# Graphene Batteries are here!



## Grand Guru (6/2/20)

I have heard about this technology about a decade ago. It’s finally on the market!

Reactions: Like 4 | Winner 4 | Informative 4


----------



## Silver (6/2/20)

Thanks @Grand Guru 

Been waiting for improvements in battery tech, which seems to have been quite stable for many years

This does look interesting

One day I look forward to a 10,000 mah battery the size of a coin that can charge up in a few mins
That would be epic for vaping

Reactions: Like 2 | Agree 5 | Can relate 1 | Optimistic 1


----------



## Resistance (6/2/20)

Silver said:


> Thanks @Grand Guru
> 
> Been waiting for improvements in battery tech, which seems to have been quite stable for many years
> 
> ...



That's straight nuclear. Perfect for a mech.

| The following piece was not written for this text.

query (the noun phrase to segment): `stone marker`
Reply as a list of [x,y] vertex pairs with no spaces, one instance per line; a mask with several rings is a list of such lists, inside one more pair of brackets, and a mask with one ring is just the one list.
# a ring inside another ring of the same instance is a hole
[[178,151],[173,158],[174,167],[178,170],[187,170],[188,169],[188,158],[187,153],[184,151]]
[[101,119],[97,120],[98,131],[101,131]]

Reactions: Like 2 | Funny 2


----------



## zadiac (7/2/20)

Silver said:


> Thanks @Grand Guru
> 
> Been waiting for improvements in battery tech, which seems to have been quite stable for many years
> 
> ...



Minutes? Why so long? Seconds brother, seconds!

Reactions: Like 2 | Funny 3


----------



## zadiac (7/2/20)

I would order one of these just to check it out, but budget won't allow it ..........for now

Also, they don't ship internationally..........Uncle @Rob Fisher, maybe you'd want to give it a go as you have that shipping address thingy over there?

Reactions: Like 1


----------



## Rob Fisher (7/2/20)

zadiac said:


> I would order one of these just to check it out, but budget won't allow it ..........for now
> 
> Also, they don't ship internationally..........Uncle @Rob Fisher, maybe you'd want to give it a go as you have that shipping address thingy over there?



Shipping batteries by courier is a no-no... but can be done and expensive! If it was a 18650 Graphene battery I would be all over it like a rash!


----------



## zadiac (7/2/20)

Rob Fisher said:


> Shipping batteries by courier is a no-no... but can be done and expensive! If it was a 18650 Graphene battery I would be all over it like a rash!



Ah....I see. Well, that's it then. We'll just have to wait until some vendor over here gets them.

Reactions: Agree 1


----------



## Resistance (7/2/20)

Silver said:


> Thanks @Grand Guru
> 
> Been waiting for improvements in battery tech, which seems to have been quite stable for many years
> 
> ...



Maybe these could also bail out eskom

Reactions: Like 1 | Funny 1


----------



## zadiac (8/2/20)

Resistance said:


> Maybe these could also bail out eskom



Only a miracle can bail out eskom at this stage

Reactions: Agree 2 | Funny 1


----------



## Resistance (8/2/20)

zadiac said:


> Only a miracle can bail out eskom at this stage


I wonder what they do during load shedding because they all still get paid to be at work during that time. I think that's the best place to work right now.


----------